VERSO IL PATTO SOVIETICO-TEDESCO

Con l’occupazione di tutta la Cecoslovacchia, la Germania hitleriana si preparava alla guerra, mentre i governi delle potenze occidentali europee iniziarono con l’URSS il “balletto” delle proposte e controproposte che portarono l’URSS a trattare con la Germania nel tentativo di allontanare i confini “diretti” con la Germania medesima.
Tutto iniziò nella primavera del 1939 e proseguì oltre agosto e fu chiaro sin dall’inizio che gli anglo-francesi non erano soli, alle loro spalle c’erano i circoli dirigenti statunitensi.
Le manovre politiche dovevano essere delle risposte all’opinione pubblica che non capiva, perché male orientata o non orientata affatto, non distinguendo più chi menava il can per l’aia, mentre aveva capito gli aggressori.
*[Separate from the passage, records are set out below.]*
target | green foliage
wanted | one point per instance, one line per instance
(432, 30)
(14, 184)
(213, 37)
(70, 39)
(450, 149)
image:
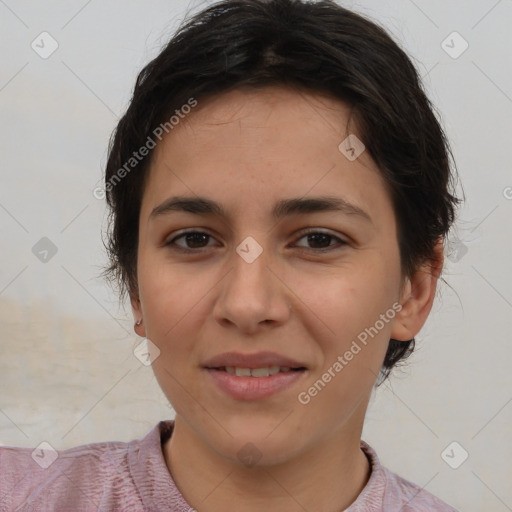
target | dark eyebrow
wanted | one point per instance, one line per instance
(283, 208)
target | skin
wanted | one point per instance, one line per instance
(247, 150)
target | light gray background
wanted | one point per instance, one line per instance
(68, 374)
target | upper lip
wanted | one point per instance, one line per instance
(256, 360)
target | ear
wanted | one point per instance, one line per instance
(417, 297)
(137, 314)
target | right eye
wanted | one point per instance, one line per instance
(194, 241)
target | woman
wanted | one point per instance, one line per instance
(280, 191)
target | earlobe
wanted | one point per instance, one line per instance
(417, 297)
(138, 327)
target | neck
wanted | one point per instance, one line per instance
(211, 482)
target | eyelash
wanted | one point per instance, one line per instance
(175, 247)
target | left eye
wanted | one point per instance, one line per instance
(195, 240)
(319, 238)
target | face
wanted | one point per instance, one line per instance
(266, 273)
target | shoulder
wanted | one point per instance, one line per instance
(87, 476)
(393, 492)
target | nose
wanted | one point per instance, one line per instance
(253, 296)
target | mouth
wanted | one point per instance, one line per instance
(251, 384)
(265, 371)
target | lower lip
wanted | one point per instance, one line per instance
(254, 388)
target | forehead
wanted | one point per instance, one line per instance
(247, 146)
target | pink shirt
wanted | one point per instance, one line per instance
(133, 477)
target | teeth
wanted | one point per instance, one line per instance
(256, 372)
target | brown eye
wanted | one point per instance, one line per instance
(192, 240)
(321, 241)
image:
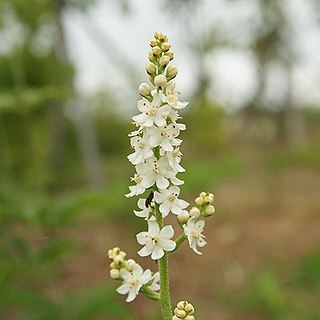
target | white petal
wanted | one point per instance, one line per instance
(153, 228)
(166, 232)
(165, 208)
(157, 253)
(159, 197)
(167, 245)
(132, 295)
(123, 289)
(146, 250)
(143, 238)
(161, 182)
L’ambasciatore tedesco a Londra, Dirksen nel suo rapporto al Ministero degli Esteri tedesco del 3 agosto 1939, così scriveva:
“Qui predomina l’impressione che i legami stretti in questi ultimi mesi con altri Stati fossero soltanto un mezzo di riserva per raggiungere una vera riconciliazione con la Germania e che questi legami sarebbero caduti non appena fosse stato ottenuto l’unico scopo importante e degno di sforzi: l’accordo con la Germania”.
Questa espressione era condivisa da tutti i diplomatici tedeschi. E Dirksen in un altro rapporto del settembre 1939, scriveva; “Mediante armamenti e procurandosi degli alleati l’Inghilterra vuole rafforzarsi e mettersi al livello dell’Asse, ma al tempo stesso, vuol tentare, per mezzo di trattative, di giungere ad un accordo amichevole con la Germania”.
Per Dirksen era chiaro il disegno politico: dirigere l’aggressione fascista verso Oriente.
La trattativa tra Inghilterra e Francia da una parte e l’URSS dall’altra, iniziò nel mese di marzo e proseguì per quattro mesi. Si trattava di trattenere la Germania dallo scatenare la guerra in Europa e di cercare chi doveva opporsi in prima persona.
I circoli dirigenti anglo-francesi appoggiati da quelli americani, abituati a cavare le castagne dal fuoco con le mani degli altri, miravano al tentativo di imporre ai sovietici impegni, in virtù dei quali l’URSS avrebbe dovuto assumersi tutto il gravame dei sacrifici per respingere l’aggressione germanica, affinchè a fine guerra l’URSS stessa doveva apparire più debole e più facile da sottomettere ai nuovi eventi.
Questo piano fu sventato dall’Unione Sovietica, che in tutte le tappe della trattativa, contrappose alle proposte, proprie proposte sempre più chiare e franche destinate a servire il solo scopo a lei congeniale: la difesa collettiva della pace in Europa.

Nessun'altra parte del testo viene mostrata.